Conference (OSDI’20): Link

Journal (): Link

Summary

This paper presents Pacemaker to reduce the transition overload (in our context, redundancy transition overhead instead) in large scale clusters by proactively (1) organizing data layouts, (2) initializing transitions without affecting redundancy. It first analyzes traces from millions of disks from large production cluster to show that transition overload strongly blocks the cluster’s performance.
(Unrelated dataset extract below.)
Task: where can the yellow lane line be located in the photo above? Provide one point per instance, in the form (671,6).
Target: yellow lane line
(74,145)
Pacemaker is integrated to HDFS and experiments from production clusters show that the transition overhead significantly reduces to no more than 5% while providing storage savings for 14% to 20%.

Main Contributions

Details

Problem settings (almost the same as redundancy transition)
- Disk failure rates highly vary among storage clusters -> conservative redundancy (MTTDL analysis)
  - high reconstruction cost for wide stripes with the same redundancy
- AFR (Annual disk Failure Rate) has to be learned from observations
- Transition overload is high (from previous work HeART)
  - Overwhelming burst of urgent transition I/O -> periods of 100% bandwidth
Existing studies
- Reactive approach: exists a period of time that the data is unprotected
Pacemaker address transition overload issue by
- proactively organize stripe layouts
- proactively (“savely”) initializing transitions without hurting the redundancy
- integrate to HDFS to demonstrate the feasibility
Designs
- To meet redundancy constraints:
  - Dgroup (same makes/models, fixed) and Rgroup (same redundancy schemes and placement restrictions)
  - Allows disks transition from Rgroups
- To meet I/O constraints
  - Reconstruction I/O
  - Transition I/O (most important)
    - Peak I/O limitation
- Proactive-transition-initiator
  - using AFR curves (rates) and learn the rate to determine the time to transit
    - Disk health monotoring service and AFR curve learners
    - Special handling for trickle disks and step disks
  - Rgroup planner: which group should be transition to with constraints (redundancy, predefined I/O constraints)
    - Rgroup creation and purging: meets system required placement restrictions
  - Rate-limitor: limit the transition rate
- Transition-executors
  - transition by emptying disk (simply moving contents to other disks), for small # of disks
  - Recalculating parities: redundancy transition techniques(what we are focusing on)
Implementation on HDFS
- Feasibility and low implementation overhead

Strength

Improve from HeART: improve the transition overhead from system’s perspective
- Strong proof by real data from large clusters and disks
- Problem clear and strong reasoning (analysis of disk failure rates, peak I/Os)
- How they solve problems from system’s perspective (given how to transition with codes in theory)
  - Limit transition I/O with Rgroups, monitoring disk health, rate limiting, etc.
- Strong evidence from experiments: 4 clusters
  - Proof of concept from HDFS

Weakness

This paper mostly focus on how to solve transition overhead almost from system’s perspective. It’s really a good paper to read. The underlying assumption is the transition overhead is addressed from theory perspective. They didn’t talk about it in this paper. How to select the codes in Sec. 5.3 may worth mentioning.
The experiment results are mostly based on simluation with cluster logs. I’m interested how the proactive approach will perform in real clusters.